Ok movie, cute title, but don’t get ahead of yourself. That’s for internet smart-asses like me to decide.
There is always a point in these marathons where I sit down to review a movie and find that I don’t have much to say about it. How’s that for a hook to keep reading! Anyway, these are flicks that tend to have modest aspirations and fall in the “solid but unexceptional” category. A Classic Horror Story, as you have probably guessed, fits this bill to a tee. The acting is decent, although I watched it dubbed to English from its original Italian and I find that makes it much harder to judge the acting ability than hearing the original actors. I am certainly not averse to subtitles, by the way, but that’s a little harder than I care to work for a random Wednesday night Netflix selection. The direction sets an appropriately tense tone, if not bringing anything novel to bear on the material. I think if the filmmakers are anchoring on one thing for their audience to engage with, it is the referential, borderline metatextual elements that start to creep in part way through. This is a horror movie that wants to show off the fact that it’s a horror movie, and spends a lot of energy signaling that in various ways. Sometimes that can be fun, but I found it a little empty in this instance.

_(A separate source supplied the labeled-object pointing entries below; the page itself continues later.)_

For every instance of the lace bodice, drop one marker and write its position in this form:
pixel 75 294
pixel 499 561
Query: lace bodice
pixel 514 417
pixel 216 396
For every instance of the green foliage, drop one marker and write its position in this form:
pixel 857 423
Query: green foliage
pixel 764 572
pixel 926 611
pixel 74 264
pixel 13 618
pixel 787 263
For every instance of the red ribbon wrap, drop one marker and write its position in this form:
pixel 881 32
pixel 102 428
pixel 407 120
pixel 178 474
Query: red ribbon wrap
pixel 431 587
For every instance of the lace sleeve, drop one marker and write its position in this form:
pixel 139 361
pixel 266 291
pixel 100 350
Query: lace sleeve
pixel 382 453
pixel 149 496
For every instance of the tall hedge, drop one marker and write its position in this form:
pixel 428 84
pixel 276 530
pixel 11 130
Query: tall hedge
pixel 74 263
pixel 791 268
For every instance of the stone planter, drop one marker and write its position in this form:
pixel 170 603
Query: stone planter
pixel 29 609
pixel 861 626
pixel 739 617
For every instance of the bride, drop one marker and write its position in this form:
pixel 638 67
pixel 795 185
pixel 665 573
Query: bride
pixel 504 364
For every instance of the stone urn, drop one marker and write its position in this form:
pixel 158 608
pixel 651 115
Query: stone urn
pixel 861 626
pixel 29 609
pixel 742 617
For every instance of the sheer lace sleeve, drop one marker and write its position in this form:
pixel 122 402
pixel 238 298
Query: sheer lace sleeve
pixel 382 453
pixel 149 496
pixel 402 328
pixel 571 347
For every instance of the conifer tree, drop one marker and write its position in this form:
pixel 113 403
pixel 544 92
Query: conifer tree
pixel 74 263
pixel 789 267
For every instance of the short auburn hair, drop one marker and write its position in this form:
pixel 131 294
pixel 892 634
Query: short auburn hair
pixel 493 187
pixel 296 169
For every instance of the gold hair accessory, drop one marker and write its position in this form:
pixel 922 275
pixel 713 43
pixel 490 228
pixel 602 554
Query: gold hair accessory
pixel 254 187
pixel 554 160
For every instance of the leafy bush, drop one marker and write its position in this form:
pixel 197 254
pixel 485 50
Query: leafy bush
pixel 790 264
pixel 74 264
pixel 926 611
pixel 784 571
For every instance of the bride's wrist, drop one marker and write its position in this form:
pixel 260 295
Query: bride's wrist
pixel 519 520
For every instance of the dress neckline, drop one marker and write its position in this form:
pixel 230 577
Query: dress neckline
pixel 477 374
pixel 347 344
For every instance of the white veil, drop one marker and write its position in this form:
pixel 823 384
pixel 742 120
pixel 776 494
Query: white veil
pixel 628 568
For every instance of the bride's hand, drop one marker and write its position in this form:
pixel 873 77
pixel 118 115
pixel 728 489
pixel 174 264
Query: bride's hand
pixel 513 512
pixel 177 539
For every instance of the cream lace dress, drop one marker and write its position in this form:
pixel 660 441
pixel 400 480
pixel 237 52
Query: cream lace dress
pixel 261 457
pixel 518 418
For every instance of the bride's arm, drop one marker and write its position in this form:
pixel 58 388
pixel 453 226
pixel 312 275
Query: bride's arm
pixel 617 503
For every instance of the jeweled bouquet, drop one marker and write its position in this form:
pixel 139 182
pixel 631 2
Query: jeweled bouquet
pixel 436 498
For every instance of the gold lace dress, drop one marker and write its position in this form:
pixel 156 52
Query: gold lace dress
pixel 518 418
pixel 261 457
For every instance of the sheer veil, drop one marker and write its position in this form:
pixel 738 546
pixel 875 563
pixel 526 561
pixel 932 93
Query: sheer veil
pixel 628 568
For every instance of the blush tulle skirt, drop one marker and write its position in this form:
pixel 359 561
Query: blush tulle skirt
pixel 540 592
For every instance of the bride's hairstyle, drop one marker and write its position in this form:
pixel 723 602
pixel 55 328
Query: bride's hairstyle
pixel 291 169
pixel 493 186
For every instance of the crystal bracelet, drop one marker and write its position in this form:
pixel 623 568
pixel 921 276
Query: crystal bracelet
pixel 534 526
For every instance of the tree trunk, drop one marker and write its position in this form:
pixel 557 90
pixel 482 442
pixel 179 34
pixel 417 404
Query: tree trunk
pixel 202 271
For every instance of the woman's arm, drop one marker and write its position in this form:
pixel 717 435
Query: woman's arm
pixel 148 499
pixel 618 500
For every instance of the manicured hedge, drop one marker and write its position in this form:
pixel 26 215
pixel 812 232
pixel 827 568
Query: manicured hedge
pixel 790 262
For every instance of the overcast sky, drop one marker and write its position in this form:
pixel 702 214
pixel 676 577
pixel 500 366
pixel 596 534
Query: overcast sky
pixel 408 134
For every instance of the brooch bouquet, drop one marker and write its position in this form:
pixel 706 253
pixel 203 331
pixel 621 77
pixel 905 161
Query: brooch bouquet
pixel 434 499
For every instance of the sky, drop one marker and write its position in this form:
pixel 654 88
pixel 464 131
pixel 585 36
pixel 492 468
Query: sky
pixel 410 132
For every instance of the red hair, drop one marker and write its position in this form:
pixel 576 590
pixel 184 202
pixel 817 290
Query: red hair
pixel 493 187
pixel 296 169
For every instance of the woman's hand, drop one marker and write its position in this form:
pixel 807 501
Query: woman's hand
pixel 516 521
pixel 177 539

So the plot: A group of travelers in the Italian country-side run afoul of some kind of cult that wants to torture and kill them. This being a horror movie, the cult succeeds in doing so to most of the characters. Also under the “this being a horror movie” banner, things are not exactly as they seem. I’m generally not a torture-cult kind of horror fan, but A Classic Horror Story did a solid job of making the violence appropriately gory and horrifying without reveling in its depiction. I can’t say I fell in love with any of the characters, but there was enough there to clear the very low bar of not wanting them to have their eyes carved out and that sort of thing. The referential stuff is what turned me slightly against the film. There is the requisite name dropping of other horror icons (Leatherface and Jason are both brought up, and Evil Dead is alluded to), but that is a pretty common practice among horror fans who grow up to make horror movies of their own. The inevitable plot twist also plays into a meta take on horror films, but I will steer clear of that conversation as to avoid spoilers. There is a truly bizarre scene that still has me scratching my head, where Midsommar is mimicked so obviously that Ari Aster probably has a legal case if he wanted to make it. What’s so perplexing is that I don’t know what the scene was meant to accomplish and, unless I’m just missing an homage to a movie I’m not familiar with, it’s the only time the film goes beyond character dialogue to bring in elements from other horror films.* Finally, there is a mid-credit sequence which has someone reviewing footage filmed in the film (its complicated) and giving a negative reaction. It’s the typical, jokey, “I’m going to insult my own movie with all the critiques that I imagine others will have before they get the chance so you know that I’m in on it” BS that drives me crazy. All of these meta elements provide the movie with a little extra personality, but I think it ends up being a crutch for not having anything to say. And I’m actually cool with a scary movie that doesn’t have broader ambitions, but in that case don’t introduce all this extra winky stuff that distracts from your story. I don’t know, though, this might be my problem. Everybody went gaga over the meta elements of Scream, and I didn’t think they added much (despite enjoying the film quite a bit).
So there you go. I’m still not sure I had much to say about A Classic Horror Film, but in the grand tradition of A Classic Horror Film, I didn’t let not having much to say stop me.
* Reflecting back, there was I guess a visual reference to Wicker Man as well, so maybe I did miss a richer vein of callbacks to classic horror. The Midsommar scene did still stop me in my tracks for how egregious it was.